Common artifact keys are:

Key	Meaning
`sandbox_ref`	Root directory for the isolated replay sandbox.
`harness_ref`	Harness metadata, including fixture name and expanded command argv.
`stdout_ref`	Full stdout log for the executed command.
`stderr_ref`	Full stderr log for the executed command.
`export_ref`	Fixture-specific export directory or output root.

The CLI cleans temporary sandboxes by default. Use --retain-artifacts or --artifact-dir when full logs and harness files need to survive after the run.

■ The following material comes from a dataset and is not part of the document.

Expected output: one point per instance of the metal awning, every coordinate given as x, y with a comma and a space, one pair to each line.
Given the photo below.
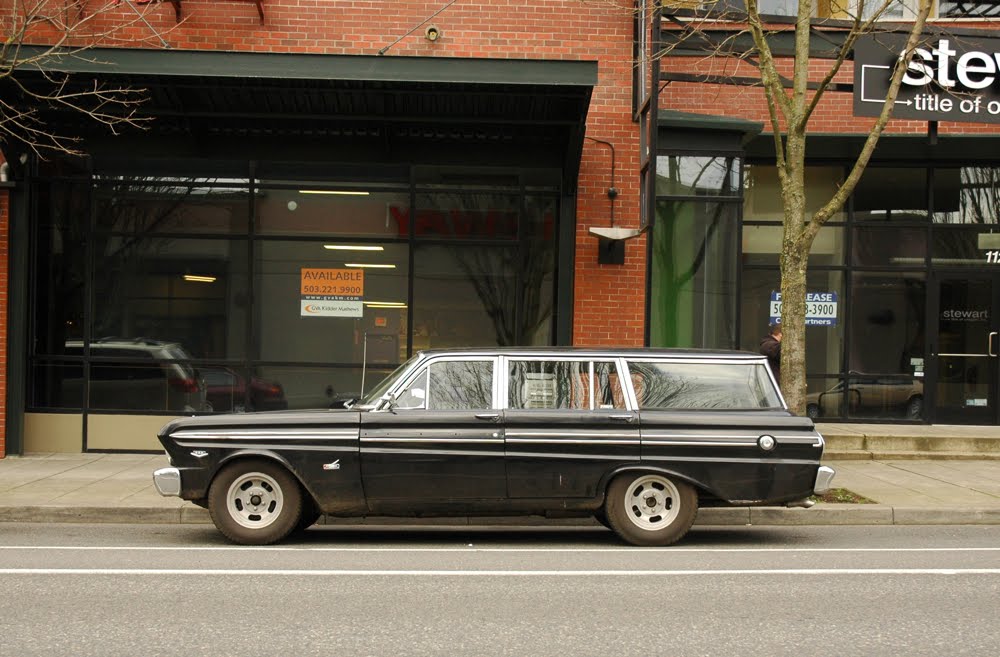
529, 109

CLI path traversal example

The cli-path-traversal fixture starts a malicious local API, creates a sandboxed export directory, and runs the real CLI argv supplied through --fixture-command.

npx pwnkit-cli verify --fixture cli-path-traversal \
  --fixture-command '["paperclip","company","export","--api","{{apiUrl}}","--output","{{exportDir}}"]' \
  --retain-artifacts

Example result:

{
  "status": "reproduced",
  "mode": "deterministic_replay",
  "finding_id": "fixture:cli-path-traversal",
  "engine_version": "0.7.13",
  "started_at": "2026-05-06T07:23:02.223Z",
  "completed_at": "2026-05-06T07:23:02.510Z",
  "commands": [
    {
      "argv": [
        "paperclip",
        "company",
        "export",
        "--api",
        "http://127.0.0.1:50345",
        "--output",
        "/tmp/pwnkit-verify-a1b2/export"
      ],
      "exit_code": 0,
      "stdout_excerpt": "wrote /tmp/pwnkit-verify-a1b2/escaped-marker\n",
      "stderr_excerpt": ""
    }
  ],
  "assertions": [
    {
      "kind": "filesystem_exists",
      "passed": true,
      "detail": "escaped marker exists at /tmp/pwnkit-verify-a1b2/escaped-marker"
    },
    {
      "kind": "path_outside_export_root",
      "passed": true,
      "detail": "escaped marker realpath /tmp/pwnkit-verify-a1b2/escaped-marker is outside export root /tmp/pwnkit-verify-a1b2/export"
    },
    {
      "kind": "path_inside_sandbox",
      "passed": true,
      "detail": "escaped marker stayed inside sandbox /tmp/pwnkit-verify-a1b2"
    }
  ],
  "artifacts": {
    "sandbox_ref": "/tmp/pwnkit-verify-a1b2",
    "harness_ref": "/tmp/pwnkit-verify-a1b2/harness/harness.json",
    "stdout_ref": "/tmp/pwnkit-verify-a1b2/stdout.log",
    "stderr_ref": "/tmp/pwnkit-verify-a1b2/stderr.log",
    "export_ref": "/tmp/pwnkit-verify-a1b2/export"
  },
  "summary": "CLI path traversal replay wrote a marker outside the selected export directory inside the sandbox.",
  "error_reason": null
}

Cloud ingestion

Cloud systems should schedule runs, persist verification_result payloads, show the commands, assertions, and artifact references, and gate downstream workflows on explicit proof signals. They should treat this OSS schema as the source of truth for verifier semantics instead of implementing separate replay logic.